April 26, 2002
The Cape Henlopen High School golf team is bouncing back from the sting of their recent defeat by the talented Buccaneers of Milford High. Their practice regimen certainly helps.
On Thursday, April 18, the Vikings returned to the comforting surroundings of their home course at Rehoboth Beach Country Club, beating the Smyrna squad 158-197. Coach Jerry Dorneman said, “The rough was up a bit, and most of the Smyrna team is struggling this year. It was a slow round.”
Tyler Witman took medalist honors with a one-under 35. “I birdied the [par 5] 4th hole with a nice approach with my 9-iron, and birdied the 8th with a 30 foot putt. I bogeyed 9.”
Christina Wagamon shot a 39, her best competitive round ever. “That was fun,” she exclaimed. “I bogeyed the last three holes, though, because I was getting nervous.”
Brad Schneider graded his 41 as “pretty decent. I messed up badly on one hole, though, when I tripled the 6th. I drove it into the water off the tee, and then duffed another shot on the same hole.”
Shannon Prettyman completed the team scoring with her 43. “I hit a lot of the fairways when we played Smyrna, which is a really good thing, because the rough was really deep. I doubled the last hole in my round, though.”
On Tuesday, April 23, the team traveled to Wild Quail Golf & Country Club near Wyoming, and easily handled the Riders of Caesar Rodney, 163-180. Dorneman said that one of the better players for the central Delaware squad is “off the team for academic reasons, and they’re not a deep team this year.”
Witman led all players again with a nice little 2-under par 34, including a rare eagle on the par-4 7th hole. “It’s a dogleg left, and I hit a 2-iron to about 15 yards from the green. Then I chipped the next shot in,” Witman smiled. “I also birdied the first hole, but bogeyed the second.”
Brad Schneider’s 42 took second place among the Vikings. “I hit some good shots. It was real windy, though, and my putting was off. I had a couple 3 putts, and when I didn’t get on the green in regulation, I had trouble making one-putts for par.”
Wagamon shot a 43. “I was pretty happy with how I played, but not as happy as I was with the 39. I hit into some trouble spots and had a couple doubles.”
Prettyman felt good about her 44. “I felt like I got my game back. I had one really long putt just lip out. I think I had 2 pars, a double bogey, and the rest bogeys.”
I visited the team during a practice session this week. Cape Region golfers could do their own games a lot of good by following some of their practice routines.
The team often starts with a putting drill. Before leaving the practice green, the players must sink 10 consecutive 3-foot putts, 7 consecutive putts from 6 feet, and 5 straight from 9 feet.
Chipping practice comes next. From the rough just past the fringe, they must make three chip-ins before they can go to the range.
Dorneman also has the Vikings do a two-putt drill. Starting from the fringe just off the practice green, each player must make the first hole in two putts.
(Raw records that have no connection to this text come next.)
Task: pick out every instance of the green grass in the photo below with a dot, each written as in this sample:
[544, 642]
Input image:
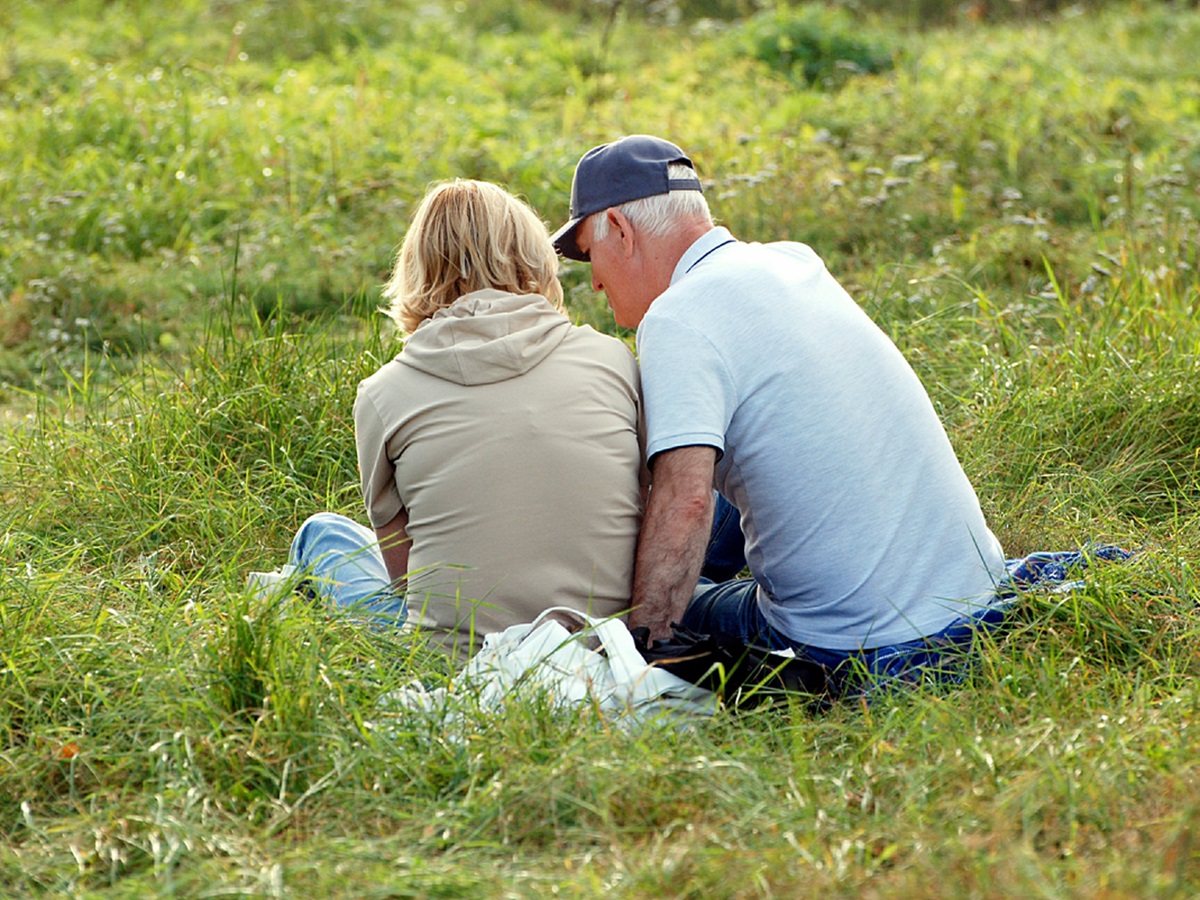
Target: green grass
[197, 209]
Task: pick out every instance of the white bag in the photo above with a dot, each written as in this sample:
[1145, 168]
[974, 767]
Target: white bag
[543, 655]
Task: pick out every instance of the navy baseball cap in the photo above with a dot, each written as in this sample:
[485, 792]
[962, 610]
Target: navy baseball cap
[612, 174]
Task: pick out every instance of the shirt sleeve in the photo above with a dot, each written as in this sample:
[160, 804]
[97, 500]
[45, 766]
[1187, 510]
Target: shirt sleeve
[687, 387]
[377, 472]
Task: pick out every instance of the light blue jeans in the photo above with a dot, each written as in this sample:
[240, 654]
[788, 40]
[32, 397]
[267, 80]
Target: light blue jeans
[341, 564]
[730, 607]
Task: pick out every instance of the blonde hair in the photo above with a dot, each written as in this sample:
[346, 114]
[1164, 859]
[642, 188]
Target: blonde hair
[469, 235]
[661, 213]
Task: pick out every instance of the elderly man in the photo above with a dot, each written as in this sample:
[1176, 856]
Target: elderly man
[761, 376]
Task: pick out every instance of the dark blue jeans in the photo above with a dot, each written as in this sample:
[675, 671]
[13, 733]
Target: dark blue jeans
[725, 605]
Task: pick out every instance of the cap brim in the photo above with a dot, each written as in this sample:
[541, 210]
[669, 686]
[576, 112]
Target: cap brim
[564, 241]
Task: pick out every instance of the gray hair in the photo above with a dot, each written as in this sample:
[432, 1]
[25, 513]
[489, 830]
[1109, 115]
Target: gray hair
[657, 215]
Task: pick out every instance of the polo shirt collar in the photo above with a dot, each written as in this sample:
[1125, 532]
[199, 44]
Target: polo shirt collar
[706, 244]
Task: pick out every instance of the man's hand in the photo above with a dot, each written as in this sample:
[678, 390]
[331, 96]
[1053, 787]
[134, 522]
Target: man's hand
[675, 535]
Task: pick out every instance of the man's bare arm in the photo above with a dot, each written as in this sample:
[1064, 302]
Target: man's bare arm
[675, 535]
[394, 545]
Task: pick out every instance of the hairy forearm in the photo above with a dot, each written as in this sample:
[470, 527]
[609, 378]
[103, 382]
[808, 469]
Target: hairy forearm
[394, 544]
[675, 535]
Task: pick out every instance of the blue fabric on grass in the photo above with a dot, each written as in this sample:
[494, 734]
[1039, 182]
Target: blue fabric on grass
[730, 607]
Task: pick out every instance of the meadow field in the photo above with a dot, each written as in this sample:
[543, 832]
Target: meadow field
[198, 204]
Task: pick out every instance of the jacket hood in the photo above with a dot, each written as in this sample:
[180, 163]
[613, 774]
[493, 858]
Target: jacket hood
[485, 336]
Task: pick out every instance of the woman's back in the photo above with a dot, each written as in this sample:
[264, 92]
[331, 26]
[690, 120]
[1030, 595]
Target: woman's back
[510, 437]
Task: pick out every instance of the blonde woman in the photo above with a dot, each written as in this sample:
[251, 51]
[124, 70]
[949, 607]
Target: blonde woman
[499, 450]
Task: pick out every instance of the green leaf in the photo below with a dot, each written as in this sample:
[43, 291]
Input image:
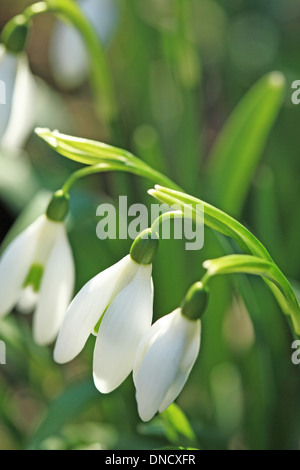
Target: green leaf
[239, 146]
[178, 422]
[223, 223]
[100, 157]
[62, 410]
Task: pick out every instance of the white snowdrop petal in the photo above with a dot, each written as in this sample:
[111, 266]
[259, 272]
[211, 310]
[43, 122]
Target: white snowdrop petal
[186, 365]
[15, 264]
[125, 322]
[27, 300]
[85, 311]
[56, 290]
[158, 369]
[22, 113]
[157, 329]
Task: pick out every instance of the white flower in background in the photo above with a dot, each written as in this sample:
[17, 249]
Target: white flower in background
[121, 299]
[71, 69]
[163, 362]
[37, 272]
[17, 113]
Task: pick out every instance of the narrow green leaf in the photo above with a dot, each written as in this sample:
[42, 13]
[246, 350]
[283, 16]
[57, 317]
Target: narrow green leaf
[223, 223]
[175, 417]
[239, 146]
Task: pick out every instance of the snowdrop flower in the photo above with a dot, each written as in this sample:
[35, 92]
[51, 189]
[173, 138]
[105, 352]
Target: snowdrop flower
[18, 91]
[167, 353]
[117, 305]
[70, 70]
[37, 272]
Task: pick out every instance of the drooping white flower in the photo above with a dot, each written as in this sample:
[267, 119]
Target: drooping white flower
[71, 70]
[37, 272]
[18, 93]
[163, 362]
[121, 298]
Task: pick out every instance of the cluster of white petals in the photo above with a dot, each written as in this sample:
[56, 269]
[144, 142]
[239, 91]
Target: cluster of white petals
[122, 298]
[116, 306]
[43, 244]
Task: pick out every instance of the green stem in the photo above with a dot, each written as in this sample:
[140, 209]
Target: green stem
[165, 216]
[100, 77]
[128, 167]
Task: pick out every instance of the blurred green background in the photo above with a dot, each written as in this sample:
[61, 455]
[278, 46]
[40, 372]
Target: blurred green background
[179, 69]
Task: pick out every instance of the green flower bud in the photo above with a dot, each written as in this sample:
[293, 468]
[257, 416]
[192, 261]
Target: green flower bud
[15, 33]
[58, 207]
[195, 302]
[144, 247]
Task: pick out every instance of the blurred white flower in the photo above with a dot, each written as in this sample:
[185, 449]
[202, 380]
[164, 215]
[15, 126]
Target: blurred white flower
[18, 112]
[67, 54]
[37, 272]
[163, 362]
[121, 299]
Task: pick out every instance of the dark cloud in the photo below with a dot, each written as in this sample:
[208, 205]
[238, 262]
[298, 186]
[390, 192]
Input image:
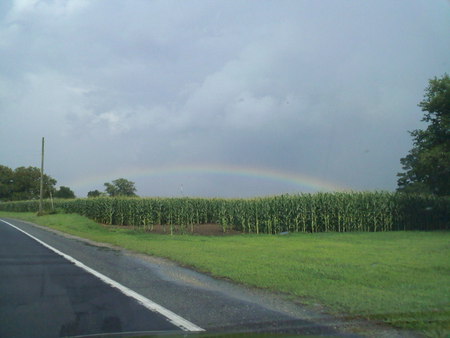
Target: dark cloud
[326, 89]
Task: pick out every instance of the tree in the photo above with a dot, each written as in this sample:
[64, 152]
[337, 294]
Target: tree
[120, 187]
[64, 192]
[23, 183]
[427, 165]
[95, 193]
[26, 183]
[6, 180]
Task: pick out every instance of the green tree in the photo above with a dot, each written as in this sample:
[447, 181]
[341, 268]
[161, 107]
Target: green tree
[427, 165]
[64, 192]
[6, 183]
[120, 187]
[26, 184]
[95, 193]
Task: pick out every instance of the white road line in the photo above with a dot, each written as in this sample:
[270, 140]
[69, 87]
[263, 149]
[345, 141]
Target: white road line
[172, 317]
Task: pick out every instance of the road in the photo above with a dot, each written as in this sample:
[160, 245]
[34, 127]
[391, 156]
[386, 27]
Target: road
[45, 294]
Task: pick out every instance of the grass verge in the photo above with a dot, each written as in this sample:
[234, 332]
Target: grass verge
[401, 278]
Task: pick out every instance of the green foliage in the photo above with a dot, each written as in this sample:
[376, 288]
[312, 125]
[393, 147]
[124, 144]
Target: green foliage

From that hole they putt to the next, again taking no more than two putts to sink it, and so on until they finish all 9 holes on the green. If they don’t finish a hole in two putts, they must start all over again.
“When it’s laid out with a 40-footer in the mix, they almost always have to start over at least twice,” Dorneman grinned.
On the range and just off it, the team also works on trouble shots, trying to recreate situations they face in competition.
Dorneman highly recommends the Viking practice regimen. “It emphasizes the short game, where more than half the strokes are, and it’s a great way to improve your overall performance.”